Web page developers need to be very aware of those users with disabilities and follow the standards set that allow more accessibility to students with disabilities. There are many new technologies which allow students to access information such as Braille output systems for the visually impaired, modified keyboards, screen enlargements and voice output utilities. Web developers can provide alternative ways to access information presented with “images, sounds, applets and scripts. ” (Flowers 2000 p.3).
Though we are a nation of internet users, the disabled student has special issues regarding the web that must be addressed. When all is said and done, it must be remembered that “positive classroom experiences in college are critical to successful inclusion of students with disabilities in the campus community. Faculty relationships are known to have a pivotal effect on whether at risk students, like students with disabilities, are embraced in the college environment. ” (Smith 2004 p. 1).
Instructors need to be able to develop a safe atmosphere where all students can express their own life experiences and look at the differences between one another. In this type of an atmosphere all students can talk about the issues they find most relevant in their personal lives, leading to an atmosphere much more conducive to learning. Students with disabilities sometimes have difficulty absorbing the lectures by their professors, but if they feel like they are in an environment where they can safely express their concerns, the satisfaction level tends to go up significantly.
In a study done at Baylor University, three of the issues disabled students felt to be most important to their success were: counseling which included an in-depth assessment of the student’s requirements and needs, caring people who offered a solid support system, and extra time on their tests. Study skills, time management and a solid sense of security in their environment were other issues these students felt were of great importance to their success. (Smith 2004 p.4).
There are many groups who seek to help students with disabilities, such as the National Association of Blind Students, College and Career Programs for Deaf Students, and CHADD, a leading non-profit organization for both children and adult students with ADHD. One group, known as AHEAD or Association on Higher Education And Disability, is a group committed to “full participation of persons with disabilities in post secondary education. ” (Smith 2004 p. 5).
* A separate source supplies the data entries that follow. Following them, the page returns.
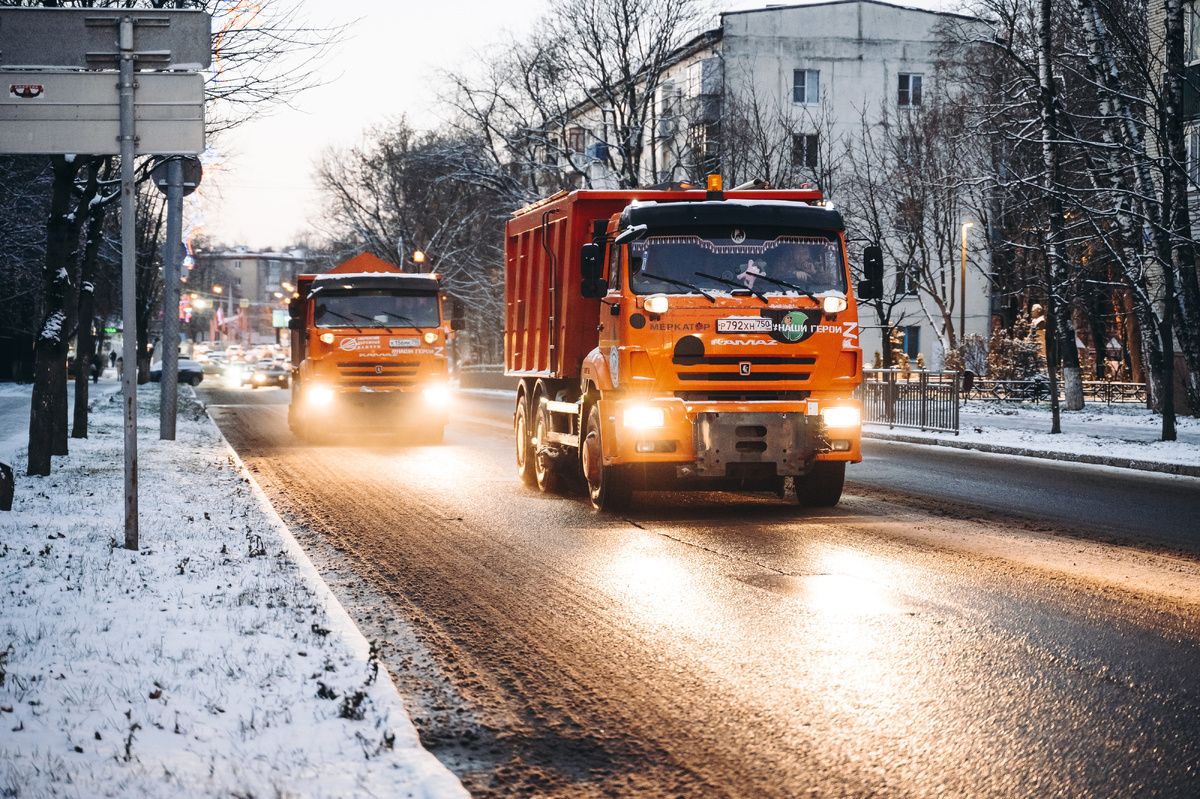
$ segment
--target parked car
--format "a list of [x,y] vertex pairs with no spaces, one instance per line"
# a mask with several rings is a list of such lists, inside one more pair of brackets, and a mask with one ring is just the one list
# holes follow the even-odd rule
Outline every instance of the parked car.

AHEAD values such things as diversity, personal growth and creativity in those with disabilities, while promoting leadership in this same group. AHEAD seeks to stay abreast of current issues regarding disabilities, education and accessibility for those with disabilities. Since 1977 AHEAD has excelled in delivering quality training to those with disabilities and actively addresses disability issues on campuses. There are many challenges and issues facing disabled college students.
Thanks to the ADA and the Rehabilitation Act, the actual physical challenges have lessened immensely for students and great strides have been made in accommodating physical disabilities in most all areas of classrooms, dorms, library, parking and cafeteria. More work needs to be done, however on the mental disability issue, as there tends to be more negativity and stigma attached to mental disabilities than physical, and colleges still have a ways to go to accommodate these students.